In the early afternoon we took a cab to the Kimo camp, situated alongside the Chanchamayo River, just outside the city of La Merced. There are two ways to cross the river here. One is to swim (as at least one Goshen student did in the past). The other is to ride a huaro, a small electric-powered cable car, that can ferry six or so people at a time.
We rode across with Michael and found Josh waiting for us on the other side. They are serving in a camp owned by Unión Bíblica, an evangelical church. The camp, named Kimo (“happiness” in Asháninka, the local indigenous language), is a home for boys who have been abused or neglected by their parents, or whose families are unable to provide for them because of extreme poverty.
The ministry, called Programa Girasoles (Sunflowers), began in 1987 as work with Lima street children out of a van. It has grown to seven homes for abandoned children throughout Peru. Each home has room for up to 40 children and all are funded by donations.
Kimo is home to 17 boys, ranging in age from 4 to 18. The boys attend public school in La Merced — and receive English lessons from Josh and Michael back at Kimo. A private tutor also visits Kimo each weekday afternoon.
Michael and Josh also do maintenance work at the camp. They built a multi-shelf storage unit for the classroom and have applied fresh coats of paint indoors and outdoors. They learned the process of gathering 10-foot plants to dry and weave onto rooftops.
In the evenings there’s time to play soccer or hang out in the comedor, or dining room. It’s a full day. They are usually in bed by 9 p.m.

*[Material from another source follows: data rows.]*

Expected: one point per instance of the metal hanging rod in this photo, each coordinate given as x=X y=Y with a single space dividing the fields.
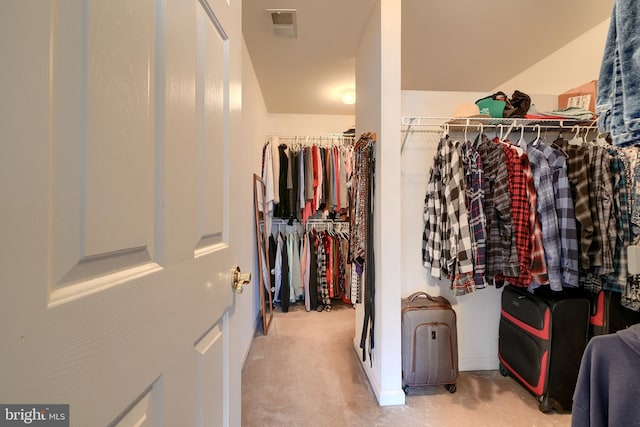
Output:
x=490 y=122
x=437 y=124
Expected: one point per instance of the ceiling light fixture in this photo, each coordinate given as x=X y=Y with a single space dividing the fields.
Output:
x=284 y=22
x=348 y=96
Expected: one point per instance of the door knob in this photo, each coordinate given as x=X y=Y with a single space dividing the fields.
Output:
x=238 y=279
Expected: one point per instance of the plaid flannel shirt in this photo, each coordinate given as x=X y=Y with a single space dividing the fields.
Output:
x=520 y=213
x=474 y=176
x=566 y=215
x=543 y=179
x=502 y=257
x=579 y=182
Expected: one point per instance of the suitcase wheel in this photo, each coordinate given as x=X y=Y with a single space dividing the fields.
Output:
x=544 y=407
x=503 y=371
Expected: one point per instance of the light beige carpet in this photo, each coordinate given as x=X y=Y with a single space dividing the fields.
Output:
x=307 y=373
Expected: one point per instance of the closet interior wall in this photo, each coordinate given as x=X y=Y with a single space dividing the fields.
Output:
x=479 y=312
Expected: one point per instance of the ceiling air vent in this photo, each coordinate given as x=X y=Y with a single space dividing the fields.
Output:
x=284 y=22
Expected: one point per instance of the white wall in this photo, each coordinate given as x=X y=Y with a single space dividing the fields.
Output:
x=479 y=312
x=308 y=124
x=572 y=65
x=378 y=110
x=254 y=119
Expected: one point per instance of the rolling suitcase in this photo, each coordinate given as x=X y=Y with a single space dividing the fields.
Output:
x=541 y=340
x=429 y=342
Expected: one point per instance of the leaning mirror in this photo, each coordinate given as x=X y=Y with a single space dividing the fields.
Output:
x=262 y=243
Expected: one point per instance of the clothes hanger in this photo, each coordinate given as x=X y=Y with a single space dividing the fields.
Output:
x=576 y=140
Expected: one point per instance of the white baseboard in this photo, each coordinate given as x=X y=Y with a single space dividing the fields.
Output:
x=384 y=397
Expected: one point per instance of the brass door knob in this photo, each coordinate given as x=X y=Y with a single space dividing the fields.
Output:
x=238 y=279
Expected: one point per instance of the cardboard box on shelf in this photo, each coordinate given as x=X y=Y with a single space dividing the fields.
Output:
x=583 y=96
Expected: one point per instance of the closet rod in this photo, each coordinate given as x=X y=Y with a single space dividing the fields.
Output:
x=437 y=124
x=316 y=136
x=413 y=122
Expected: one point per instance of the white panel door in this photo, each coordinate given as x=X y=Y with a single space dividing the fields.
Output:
x=117 y=118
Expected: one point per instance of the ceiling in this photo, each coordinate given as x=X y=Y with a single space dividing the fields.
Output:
x=463 y=45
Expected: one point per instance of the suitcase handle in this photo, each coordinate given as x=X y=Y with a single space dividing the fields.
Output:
x=415 y=295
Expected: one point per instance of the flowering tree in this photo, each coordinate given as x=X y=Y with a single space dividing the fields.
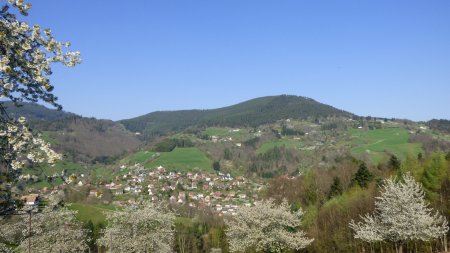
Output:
x=401 y=215
x=266 y=227
x=51 y=231
x=147 y=228
x=26 y=55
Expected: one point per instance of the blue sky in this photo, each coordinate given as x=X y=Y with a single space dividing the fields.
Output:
x=378 y=58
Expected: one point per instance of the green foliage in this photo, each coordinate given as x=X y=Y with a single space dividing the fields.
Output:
x=435 y=171
x=440 y=125
x=288 y=143
x=168 y=145
x=216 y=165
x=363 y=176
x=291 y=132
x=91 y=212
x=182 y=159
x=394 y=163
x=377 y=143
x=250 y=113
x=336 y=188
x=227 y=155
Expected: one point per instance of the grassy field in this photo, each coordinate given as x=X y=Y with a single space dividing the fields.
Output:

We visited with the program directors, Henry Viguria Huaman and Eva Yasauk Krivenchuk, over tea and breads. They told us about how the boys are being raised here as young Christian gentlemen, with a reward each year for having done well. The goal this year is to raise money to visit Machu Picchu.
Josh and Michael are among seven students who are serving in the selva, the “Jungle Crew.” Students in each community have taken turns hosting the others. Jessica, David, Zach, Anna and Claire had a sleepover at Kimo one weekend.
Kimo is a beautiful jungle property of 145 hectares (358 acres). In addition to the home for boys, the property is used as a retreat center and campground for Unión Bíblica and has hiking paths and 14 waterfalls.
Our afternoon at Kimo went quickly. We had just enough time for Michael and Josh to take us on a hike to see one of the waterfalls on the property. Shortly after nightfall, they walked us back to the cable car for our ride across the river. Before flagging a cab, we watched them return to the far shore, tracking their flashlight beam across the water.